Monday, November 1, 2010

The Lady From The Sea


One of the many delights of living in Manchester is being able to visit the Royal Exchange Theatre.

Over the years I have seen some tremendous performances - one that sticks in my memory is the world premiere of Ronald Harwood's "The Dresser", with Tom Courtenay in the leading role.

There have been many more, as well as a few not so memorable ones. This year I have been fortunate enough to see "1984" and Marlowe's "Dr Faustus".

I have never seen a production of Ibsen that I have not enjoyed, and "The Lady from the Sea" was no exception.

Full of humour, which we tend not to associate with Ibsen, it is nevertheless a powerful play which still resonates in our time.

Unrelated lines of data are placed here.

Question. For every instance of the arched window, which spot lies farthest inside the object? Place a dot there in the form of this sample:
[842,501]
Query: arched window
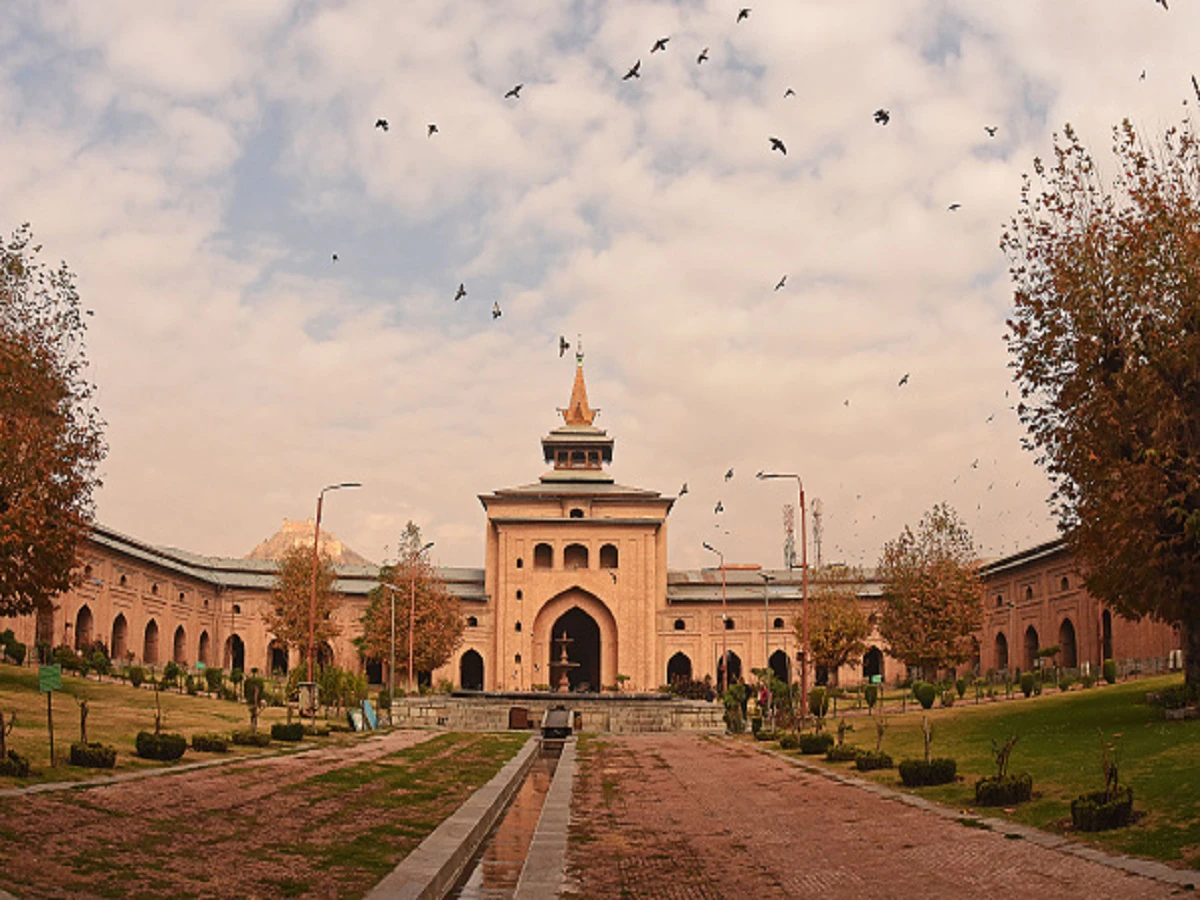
[575,556]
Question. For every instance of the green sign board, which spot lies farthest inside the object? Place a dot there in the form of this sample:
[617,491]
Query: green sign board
[49,678]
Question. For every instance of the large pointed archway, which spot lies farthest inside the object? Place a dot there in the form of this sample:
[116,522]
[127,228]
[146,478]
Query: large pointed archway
[592,645]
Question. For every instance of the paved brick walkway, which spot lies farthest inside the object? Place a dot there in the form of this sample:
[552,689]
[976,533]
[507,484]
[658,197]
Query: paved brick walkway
[683,816]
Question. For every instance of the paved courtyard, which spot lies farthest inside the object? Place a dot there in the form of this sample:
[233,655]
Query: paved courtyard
[684,816]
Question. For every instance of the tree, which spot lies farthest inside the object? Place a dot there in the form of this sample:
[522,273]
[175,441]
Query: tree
[933,597]
[838,628]
[51,433]
[1105,341]
[439,624]
[292,600]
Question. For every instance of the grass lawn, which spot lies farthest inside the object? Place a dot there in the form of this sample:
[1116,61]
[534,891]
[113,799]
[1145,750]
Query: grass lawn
[117,713]
[1059,744]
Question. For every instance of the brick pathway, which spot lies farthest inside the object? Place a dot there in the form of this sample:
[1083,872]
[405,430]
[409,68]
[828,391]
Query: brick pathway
[684,816]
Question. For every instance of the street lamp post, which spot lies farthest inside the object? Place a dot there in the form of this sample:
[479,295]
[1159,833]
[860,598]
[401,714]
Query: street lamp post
[725,618]
[412,610]
[804,589]
[316,545]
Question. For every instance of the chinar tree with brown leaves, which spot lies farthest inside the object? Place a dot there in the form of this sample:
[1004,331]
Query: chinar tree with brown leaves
[420,594]
[1105,341]
[292,607]
[51,432]
[838,627]
[933,597]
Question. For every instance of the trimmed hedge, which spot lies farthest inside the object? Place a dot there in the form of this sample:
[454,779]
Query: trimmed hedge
[251,738]
[867,761]
[292,733]
[165,747]
[918,773]
[1092,813]
[1003,791]
[816,743]
[210,743]
[93,755]
[843,753]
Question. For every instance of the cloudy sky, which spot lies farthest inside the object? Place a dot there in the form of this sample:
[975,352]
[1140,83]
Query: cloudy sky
[199,165]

Ibsen's comments reproduced in the programme will stay with me: The Norwegians are under the domination of the sea and fjords make philosophers of us all.

He was a remarkable playwright, writing of course at a time of exceptional creativity in Norwegian history.

The Royal Exchange has a tendency to produce over elaborate and expensive sets which though technically admirable do not seem to me to be necessary or perhaps even appropriate for theatre in the round. Happily the set for this play was minimal: light was used to depict water. The last time it was played here I believe that the stage was flooded.

Last time also the lead role was played by Vanessa Redgrave - a hard act to follow. I liked Neve McIntosh's rendition of Ellida. Not all reviewers did. I agreed with the comment from one that her soft Scottish accent and celtic appearance help to give her that aura of an uncomfortable outsider.

Apart from performances at the theatre, the building alone is always worth a visit.

A board high up on the west side still displays the closing prices in Liverpool and New York, and is a reminder of its previous role as a cotton exchange which came to an end in the 1960's.

There have been a number of buildings on the site since 1729. The largest, built in the early twentieth century, was destroyed in the second world war. Its successor, built soon after after the war, was itself seriously damaged by the IRA bomb that exploded just outside in 1996. On this site Engels used to work as a trader in his father's business, smiling on bad days in anticipation of the demise of the capitalist system.




Set in the floor are small metal plaques that supporters of the theatre have purchased to commemorate deceased relatives. The most notable name is that of John Thaw, better known perhaps as Inspector Morse. Often I walk over one commemorating a lady with whom I shared an office when I first came to Manchester many years ago.